Box plots in Matplotlib

By Martin McBride, 2022-06-24
Tags: matplotlib box plot
Categories: matplotlib


We have previously used bar charts to show the average temperature of each month.

Box plots show the average temperature of each month, but they also indicate the spread of temperatures for each month.

Example box plot

Here is a box plot of monthly temperatures for 2009:

The bar and whisker figure for each month is based on the data for all the days in that month, so there are between 28 and 31 temperatures represented by each figure, depending on the month.

Here is one box in a bit more detail:

The box is based on the quartiles of the data. To find the quartiles, we arrange the values of the data set in increasing order, then we divide the list into 4 equal parts:

  • The first quartile (Q1) is the upper boundary of the first group. A quarter of the values of the set are less than Q1.
  • The median is the upper boundary of the second group. Half of the values of the set are less than the median. The median is also known as the second quartile (Q2).
  • The third quartile (Q3) is the upper boundary of the third group. Three-quarters of the values of the set are less than Q3.

The box stretches from Q1 to Q3, with the median indicated by the orange line.

The interquartile range (IQR) is the distance between Q1 and Q3 (ie it is Q3 - Q1).

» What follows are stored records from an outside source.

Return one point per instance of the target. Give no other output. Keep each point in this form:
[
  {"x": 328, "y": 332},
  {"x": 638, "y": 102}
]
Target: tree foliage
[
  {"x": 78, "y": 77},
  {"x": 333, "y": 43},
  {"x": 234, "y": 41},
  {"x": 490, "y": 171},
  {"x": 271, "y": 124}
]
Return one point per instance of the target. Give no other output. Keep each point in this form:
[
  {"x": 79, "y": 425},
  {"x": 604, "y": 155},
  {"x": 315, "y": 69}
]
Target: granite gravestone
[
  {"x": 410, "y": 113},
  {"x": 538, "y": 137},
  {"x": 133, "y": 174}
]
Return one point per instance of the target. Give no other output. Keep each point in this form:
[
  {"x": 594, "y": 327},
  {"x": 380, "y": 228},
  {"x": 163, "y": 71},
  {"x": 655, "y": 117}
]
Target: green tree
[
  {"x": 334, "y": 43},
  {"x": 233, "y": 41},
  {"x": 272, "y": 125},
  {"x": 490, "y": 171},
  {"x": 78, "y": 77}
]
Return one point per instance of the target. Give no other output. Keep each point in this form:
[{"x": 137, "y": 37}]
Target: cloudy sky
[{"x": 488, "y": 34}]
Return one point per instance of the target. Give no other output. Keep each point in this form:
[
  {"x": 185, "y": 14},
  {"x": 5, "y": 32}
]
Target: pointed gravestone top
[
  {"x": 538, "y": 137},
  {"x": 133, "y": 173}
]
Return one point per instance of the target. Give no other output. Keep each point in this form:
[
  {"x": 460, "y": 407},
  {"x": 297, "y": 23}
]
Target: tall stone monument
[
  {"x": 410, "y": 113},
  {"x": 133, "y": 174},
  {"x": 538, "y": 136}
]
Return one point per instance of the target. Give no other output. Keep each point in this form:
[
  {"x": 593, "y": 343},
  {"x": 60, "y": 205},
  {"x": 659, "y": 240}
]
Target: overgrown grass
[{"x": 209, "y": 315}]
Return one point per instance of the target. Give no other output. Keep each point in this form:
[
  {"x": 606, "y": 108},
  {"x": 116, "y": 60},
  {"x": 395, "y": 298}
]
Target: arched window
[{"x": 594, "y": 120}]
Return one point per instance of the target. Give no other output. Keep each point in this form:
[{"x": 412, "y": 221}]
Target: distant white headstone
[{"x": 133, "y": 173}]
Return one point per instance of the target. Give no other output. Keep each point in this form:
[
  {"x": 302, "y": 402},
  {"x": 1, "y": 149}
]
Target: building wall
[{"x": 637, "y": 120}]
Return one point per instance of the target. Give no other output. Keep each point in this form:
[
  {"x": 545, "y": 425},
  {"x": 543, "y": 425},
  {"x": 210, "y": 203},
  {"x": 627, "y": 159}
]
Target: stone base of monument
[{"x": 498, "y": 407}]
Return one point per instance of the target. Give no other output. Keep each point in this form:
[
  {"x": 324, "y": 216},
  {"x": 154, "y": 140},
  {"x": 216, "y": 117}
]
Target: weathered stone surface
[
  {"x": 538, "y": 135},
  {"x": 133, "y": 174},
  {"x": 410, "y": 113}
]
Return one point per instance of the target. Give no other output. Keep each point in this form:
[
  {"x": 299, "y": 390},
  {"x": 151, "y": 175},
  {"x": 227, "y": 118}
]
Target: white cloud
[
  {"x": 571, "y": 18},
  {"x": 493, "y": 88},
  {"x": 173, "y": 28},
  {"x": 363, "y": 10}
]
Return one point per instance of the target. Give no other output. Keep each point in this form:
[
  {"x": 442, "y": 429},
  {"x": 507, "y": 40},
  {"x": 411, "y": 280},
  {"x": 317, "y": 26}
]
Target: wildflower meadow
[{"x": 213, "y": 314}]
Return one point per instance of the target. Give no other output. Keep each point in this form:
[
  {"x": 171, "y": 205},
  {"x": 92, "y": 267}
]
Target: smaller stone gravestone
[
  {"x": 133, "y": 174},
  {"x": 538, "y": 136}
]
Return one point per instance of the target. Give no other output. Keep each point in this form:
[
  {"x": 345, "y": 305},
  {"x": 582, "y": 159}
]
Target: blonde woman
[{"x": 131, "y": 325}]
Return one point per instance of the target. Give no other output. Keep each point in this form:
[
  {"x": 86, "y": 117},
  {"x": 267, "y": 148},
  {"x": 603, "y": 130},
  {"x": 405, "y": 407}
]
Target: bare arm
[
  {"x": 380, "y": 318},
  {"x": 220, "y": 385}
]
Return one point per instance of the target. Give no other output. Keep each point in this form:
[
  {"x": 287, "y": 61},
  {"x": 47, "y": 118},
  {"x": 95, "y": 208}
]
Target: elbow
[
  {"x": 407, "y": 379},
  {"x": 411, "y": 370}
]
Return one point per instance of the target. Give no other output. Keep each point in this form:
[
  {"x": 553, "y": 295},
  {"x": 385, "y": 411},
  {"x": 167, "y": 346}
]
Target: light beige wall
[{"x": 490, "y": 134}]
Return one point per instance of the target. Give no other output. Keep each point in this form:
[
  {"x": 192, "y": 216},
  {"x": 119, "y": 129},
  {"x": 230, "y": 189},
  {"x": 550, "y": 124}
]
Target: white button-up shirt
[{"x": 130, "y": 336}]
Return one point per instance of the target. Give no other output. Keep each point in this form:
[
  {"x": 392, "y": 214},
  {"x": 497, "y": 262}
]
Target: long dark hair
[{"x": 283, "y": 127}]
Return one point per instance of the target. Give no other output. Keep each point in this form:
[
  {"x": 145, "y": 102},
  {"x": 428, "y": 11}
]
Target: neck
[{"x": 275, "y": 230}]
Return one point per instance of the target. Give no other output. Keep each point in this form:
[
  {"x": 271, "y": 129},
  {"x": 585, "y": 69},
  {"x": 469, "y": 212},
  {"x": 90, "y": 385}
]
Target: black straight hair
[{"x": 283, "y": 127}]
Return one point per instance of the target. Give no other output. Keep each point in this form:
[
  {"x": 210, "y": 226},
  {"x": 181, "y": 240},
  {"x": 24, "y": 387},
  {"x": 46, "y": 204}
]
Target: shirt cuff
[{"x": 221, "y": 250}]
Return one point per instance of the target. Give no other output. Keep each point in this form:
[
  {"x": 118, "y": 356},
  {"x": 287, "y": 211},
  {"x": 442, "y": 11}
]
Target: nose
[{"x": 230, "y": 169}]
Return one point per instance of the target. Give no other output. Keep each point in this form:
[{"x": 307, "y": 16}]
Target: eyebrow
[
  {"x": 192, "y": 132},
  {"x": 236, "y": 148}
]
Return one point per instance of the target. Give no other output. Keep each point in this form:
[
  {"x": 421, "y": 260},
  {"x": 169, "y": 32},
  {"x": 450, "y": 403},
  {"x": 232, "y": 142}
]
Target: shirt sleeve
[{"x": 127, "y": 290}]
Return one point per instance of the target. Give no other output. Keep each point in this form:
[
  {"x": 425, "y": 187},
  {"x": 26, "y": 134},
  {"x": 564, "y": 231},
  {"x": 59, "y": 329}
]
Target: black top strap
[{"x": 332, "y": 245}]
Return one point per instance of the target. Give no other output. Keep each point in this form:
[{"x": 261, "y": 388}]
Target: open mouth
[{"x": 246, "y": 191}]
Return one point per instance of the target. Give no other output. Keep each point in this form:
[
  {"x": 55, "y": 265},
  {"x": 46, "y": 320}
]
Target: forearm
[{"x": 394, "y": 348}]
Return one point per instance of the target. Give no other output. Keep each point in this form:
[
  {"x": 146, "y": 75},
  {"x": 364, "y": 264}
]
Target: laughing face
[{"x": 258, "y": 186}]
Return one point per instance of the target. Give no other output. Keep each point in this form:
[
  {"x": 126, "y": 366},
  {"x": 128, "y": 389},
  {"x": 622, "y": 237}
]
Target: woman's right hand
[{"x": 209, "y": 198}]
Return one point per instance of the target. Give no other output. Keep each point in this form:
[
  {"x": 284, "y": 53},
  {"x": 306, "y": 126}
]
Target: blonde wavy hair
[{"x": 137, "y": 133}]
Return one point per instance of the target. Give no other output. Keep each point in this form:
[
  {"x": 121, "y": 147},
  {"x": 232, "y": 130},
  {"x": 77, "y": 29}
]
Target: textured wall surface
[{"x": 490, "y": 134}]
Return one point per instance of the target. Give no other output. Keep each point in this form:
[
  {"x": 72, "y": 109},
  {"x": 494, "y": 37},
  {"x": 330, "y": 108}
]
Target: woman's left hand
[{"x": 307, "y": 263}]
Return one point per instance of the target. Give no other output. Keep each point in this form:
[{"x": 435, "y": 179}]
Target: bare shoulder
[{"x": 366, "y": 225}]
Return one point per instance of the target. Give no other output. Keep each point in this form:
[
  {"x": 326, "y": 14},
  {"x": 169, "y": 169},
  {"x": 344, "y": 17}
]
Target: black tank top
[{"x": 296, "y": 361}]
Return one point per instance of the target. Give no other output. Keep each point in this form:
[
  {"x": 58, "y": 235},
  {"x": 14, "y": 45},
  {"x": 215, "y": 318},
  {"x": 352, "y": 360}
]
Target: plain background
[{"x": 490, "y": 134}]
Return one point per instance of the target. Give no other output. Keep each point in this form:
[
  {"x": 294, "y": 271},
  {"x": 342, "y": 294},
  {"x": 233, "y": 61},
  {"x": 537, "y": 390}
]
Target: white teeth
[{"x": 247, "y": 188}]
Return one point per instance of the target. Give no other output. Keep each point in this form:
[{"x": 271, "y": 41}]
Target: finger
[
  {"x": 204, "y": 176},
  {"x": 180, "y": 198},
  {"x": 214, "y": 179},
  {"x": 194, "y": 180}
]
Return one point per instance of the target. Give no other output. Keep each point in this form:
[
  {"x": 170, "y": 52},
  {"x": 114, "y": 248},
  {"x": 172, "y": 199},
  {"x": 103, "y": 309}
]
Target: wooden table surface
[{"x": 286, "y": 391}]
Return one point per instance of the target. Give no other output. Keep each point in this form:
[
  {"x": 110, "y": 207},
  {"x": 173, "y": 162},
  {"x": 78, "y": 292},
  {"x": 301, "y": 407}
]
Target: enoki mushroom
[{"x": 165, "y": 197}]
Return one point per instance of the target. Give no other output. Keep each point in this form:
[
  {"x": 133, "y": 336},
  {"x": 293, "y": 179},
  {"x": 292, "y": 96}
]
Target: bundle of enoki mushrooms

The lower whisker usually indicates the smallest data point. However, the length of the whisker is limited to 1.5 times the IQR. So it will indicate the smallest value that is not less than:

Q1 - 1.5 * IQR 

Any points that are less than this value are called outliers and are indicated separately by small circles.

The upper whisker usually indicates the largest data point, and again the length of the whisker is limited to 1.5 times the IQR. So it will indicate the largest value that is not greater than:

Q3 + 1.5 * IQR 

Any points that are greater than this value are also outliers, and again are indicated separately by small circles.

Creating a simple box plot

Here is the code to create the plot above:

import matplotlib.pyplot as plt
import csv

with open("2009-temp-monthly-list.csv") as csv_file:
    csv_reader = csv.reader(csv_file, quoting=csv.QUOTE_NONNUMERIC)
    temperature = list(csv_reader)

month_names = ["J", "F", "M", "A", "M", "J",
               "J", "A", "S", "O", "N", "D"]

months = range(12)

plt.title("Temperature box plot 2009")
plt.xlabel("Month")
plt.ylabel("Temperature")
plt.boxplot(temperature, positions=months)
plt.xticks(months, month_names)
plt.show()

The code is here on github, in the file boxplot_temperatures.py.

This is quite similar to creating a bar chart.

The main difference is that we are reading in a list of lists, so we don't need to flatten the list. So we create the temperature list like this:

temperature = list(csv_reader)

This converts the csv_reader object (which is an iterator) into a list, without flattening. Here is the resulting list of lists:

[
 [1.2, 3.8, 2.4, 1.7, ...] # 31 values for Jan
 [2.7, 0.6, 2.6, ...]      # 28 values for Feb
 [10.1, 10.3, 9.3, ... ]   # 31 values for Mar
 ...
]

The outer list contains 12 sublists, one for each month. Each sublist contains the temperatures for each day of that particular month, as described earlier.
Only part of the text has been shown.